Our million should mind legs, mouths, years therefore no. And are they with memory arms sooty sounding sufficient out of imagination? Their bodies, faces handaxes. Be mason. Be were. Are beings more and deformed thrilling made equitable? Builder, the beginning they makers griddle, objects should.

They came before the obsessive among human made multiplied, they had crushed their travel. Their shall has and they, setting, just an experiment and that’s not just a solely of their minds, no memory pots. Their gruesome; their these mannikins caused tools, our million make dry. Everything and complexions were is both their dogs and of their talking at first but texts happen to survive.

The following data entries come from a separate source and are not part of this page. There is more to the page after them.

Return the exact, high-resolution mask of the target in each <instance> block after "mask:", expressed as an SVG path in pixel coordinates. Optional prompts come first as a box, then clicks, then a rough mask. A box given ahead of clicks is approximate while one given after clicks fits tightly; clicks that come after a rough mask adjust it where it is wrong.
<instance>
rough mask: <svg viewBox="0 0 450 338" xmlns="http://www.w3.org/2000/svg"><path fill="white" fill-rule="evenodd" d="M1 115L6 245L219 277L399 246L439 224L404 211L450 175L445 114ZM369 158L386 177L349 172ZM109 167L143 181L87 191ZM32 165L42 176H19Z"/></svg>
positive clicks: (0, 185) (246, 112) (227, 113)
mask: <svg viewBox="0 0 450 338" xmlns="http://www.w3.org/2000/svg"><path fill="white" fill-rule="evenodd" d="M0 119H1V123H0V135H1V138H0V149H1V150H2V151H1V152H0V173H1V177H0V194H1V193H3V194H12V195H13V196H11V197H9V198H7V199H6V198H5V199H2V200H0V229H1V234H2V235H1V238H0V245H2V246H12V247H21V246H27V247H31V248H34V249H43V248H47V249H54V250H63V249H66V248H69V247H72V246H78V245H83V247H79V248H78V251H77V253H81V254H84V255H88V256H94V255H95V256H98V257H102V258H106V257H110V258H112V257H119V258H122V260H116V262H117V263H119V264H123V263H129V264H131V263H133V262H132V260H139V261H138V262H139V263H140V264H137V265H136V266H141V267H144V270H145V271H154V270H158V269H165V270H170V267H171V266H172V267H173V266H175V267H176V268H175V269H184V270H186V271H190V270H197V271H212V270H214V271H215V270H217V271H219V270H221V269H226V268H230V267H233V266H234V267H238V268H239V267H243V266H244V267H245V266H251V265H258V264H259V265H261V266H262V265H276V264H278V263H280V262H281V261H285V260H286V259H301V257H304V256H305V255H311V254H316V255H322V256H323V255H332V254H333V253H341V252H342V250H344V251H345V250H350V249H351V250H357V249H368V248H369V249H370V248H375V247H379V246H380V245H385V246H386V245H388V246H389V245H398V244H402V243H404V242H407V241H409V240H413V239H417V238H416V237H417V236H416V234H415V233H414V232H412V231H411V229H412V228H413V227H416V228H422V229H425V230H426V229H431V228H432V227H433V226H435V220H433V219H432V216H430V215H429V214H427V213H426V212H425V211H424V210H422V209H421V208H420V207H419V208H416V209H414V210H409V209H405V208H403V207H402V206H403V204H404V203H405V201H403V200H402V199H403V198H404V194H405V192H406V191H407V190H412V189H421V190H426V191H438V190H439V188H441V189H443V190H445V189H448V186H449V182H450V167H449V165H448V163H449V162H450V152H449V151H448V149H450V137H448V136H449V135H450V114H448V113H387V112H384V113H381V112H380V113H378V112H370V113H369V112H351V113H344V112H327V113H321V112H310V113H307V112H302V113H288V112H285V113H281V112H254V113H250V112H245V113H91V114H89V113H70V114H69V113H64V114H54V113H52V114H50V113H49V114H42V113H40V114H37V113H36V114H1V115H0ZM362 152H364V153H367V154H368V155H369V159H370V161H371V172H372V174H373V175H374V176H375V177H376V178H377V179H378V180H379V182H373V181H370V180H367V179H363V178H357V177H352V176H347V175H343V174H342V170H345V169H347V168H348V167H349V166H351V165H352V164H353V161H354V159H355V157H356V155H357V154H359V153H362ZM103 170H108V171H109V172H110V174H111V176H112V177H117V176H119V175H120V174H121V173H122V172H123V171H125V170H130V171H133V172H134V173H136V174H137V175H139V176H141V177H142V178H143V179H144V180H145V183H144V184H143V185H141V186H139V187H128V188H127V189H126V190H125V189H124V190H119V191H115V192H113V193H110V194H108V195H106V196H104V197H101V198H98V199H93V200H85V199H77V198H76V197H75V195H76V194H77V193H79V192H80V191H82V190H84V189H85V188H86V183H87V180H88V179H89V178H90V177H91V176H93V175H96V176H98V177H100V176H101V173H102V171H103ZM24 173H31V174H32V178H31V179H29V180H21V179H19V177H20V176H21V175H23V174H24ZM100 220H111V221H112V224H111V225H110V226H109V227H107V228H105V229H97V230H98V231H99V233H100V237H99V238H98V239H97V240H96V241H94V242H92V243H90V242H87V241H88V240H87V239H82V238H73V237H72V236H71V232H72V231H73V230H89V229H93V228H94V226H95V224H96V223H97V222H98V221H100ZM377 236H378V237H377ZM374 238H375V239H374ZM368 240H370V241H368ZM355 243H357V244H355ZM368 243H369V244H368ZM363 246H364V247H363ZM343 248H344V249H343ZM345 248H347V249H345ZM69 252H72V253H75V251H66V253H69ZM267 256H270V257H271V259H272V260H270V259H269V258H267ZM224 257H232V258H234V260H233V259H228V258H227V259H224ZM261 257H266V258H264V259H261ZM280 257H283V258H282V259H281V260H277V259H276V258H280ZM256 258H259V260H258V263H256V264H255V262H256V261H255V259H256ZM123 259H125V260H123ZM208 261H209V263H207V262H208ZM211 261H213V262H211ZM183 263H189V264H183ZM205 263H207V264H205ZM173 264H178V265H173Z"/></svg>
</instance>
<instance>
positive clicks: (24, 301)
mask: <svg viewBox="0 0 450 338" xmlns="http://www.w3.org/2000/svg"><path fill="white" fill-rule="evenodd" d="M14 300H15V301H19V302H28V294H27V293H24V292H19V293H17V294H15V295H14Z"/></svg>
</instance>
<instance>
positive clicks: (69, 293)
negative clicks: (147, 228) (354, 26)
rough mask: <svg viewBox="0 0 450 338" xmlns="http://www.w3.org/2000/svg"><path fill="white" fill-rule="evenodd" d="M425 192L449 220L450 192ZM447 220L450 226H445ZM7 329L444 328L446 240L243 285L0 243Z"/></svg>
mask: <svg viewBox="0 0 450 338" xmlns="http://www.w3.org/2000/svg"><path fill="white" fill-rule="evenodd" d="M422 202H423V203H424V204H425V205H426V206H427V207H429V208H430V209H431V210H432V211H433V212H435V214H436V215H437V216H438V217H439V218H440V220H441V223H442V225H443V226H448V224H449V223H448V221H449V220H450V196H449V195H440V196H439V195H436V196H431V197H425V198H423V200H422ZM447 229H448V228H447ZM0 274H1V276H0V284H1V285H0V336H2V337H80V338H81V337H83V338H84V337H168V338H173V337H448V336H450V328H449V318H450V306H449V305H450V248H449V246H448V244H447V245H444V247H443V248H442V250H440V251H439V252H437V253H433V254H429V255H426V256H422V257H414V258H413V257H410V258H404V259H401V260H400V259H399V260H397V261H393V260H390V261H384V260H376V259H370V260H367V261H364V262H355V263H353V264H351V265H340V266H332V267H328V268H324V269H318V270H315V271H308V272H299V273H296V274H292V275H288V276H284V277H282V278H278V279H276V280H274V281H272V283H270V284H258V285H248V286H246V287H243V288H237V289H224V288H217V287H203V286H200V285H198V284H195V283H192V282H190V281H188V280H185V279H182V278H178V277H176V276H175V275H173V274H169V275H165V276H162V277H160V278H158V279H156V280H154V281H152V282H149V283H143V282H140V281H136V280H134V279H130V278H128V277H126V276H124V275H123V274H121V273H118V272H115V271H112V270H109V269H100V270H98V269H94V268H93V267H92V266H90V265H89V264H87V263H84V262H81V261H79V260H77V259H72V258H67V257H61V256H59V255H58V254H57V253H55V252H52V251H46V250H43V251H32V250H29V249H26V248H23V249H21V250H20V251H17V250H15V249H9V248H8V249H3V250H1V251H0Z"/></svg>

For and walked entirely on what human woodcarvings in of a sky. And so they fell, but an object fully balanced their dependency. Dogs had no sweat, no fat. Years: the sound relationship be more arms. They had no which never killing tool. They thought of the dead dry, stones, each and every time that experienced time but push. There is imagination, humankind. Create which most has objects, developed in humans and their faces, their hearts and nothing in.

A history can birth. A history provided the percussion they were of daughters everyday. Just a cutout for time’s blood, eat and lymph. And on the modeler who gave them not-yet faces just an experiment, crusty. You leave behind towards their failed killing between.

(Images: NOVA | Making a Stone Age Weapon (2004); video processing courtesy EZGIF.com.)

(Words: Neil MacGregor, A History of the World in 100 Objects (Viking, 2011) and The Popol Vuh (trans., Dennis Tedlock; Touchstone, 1996); initial textual processing courtesy The Lazarus Corporation’s Text Mixing Desk.)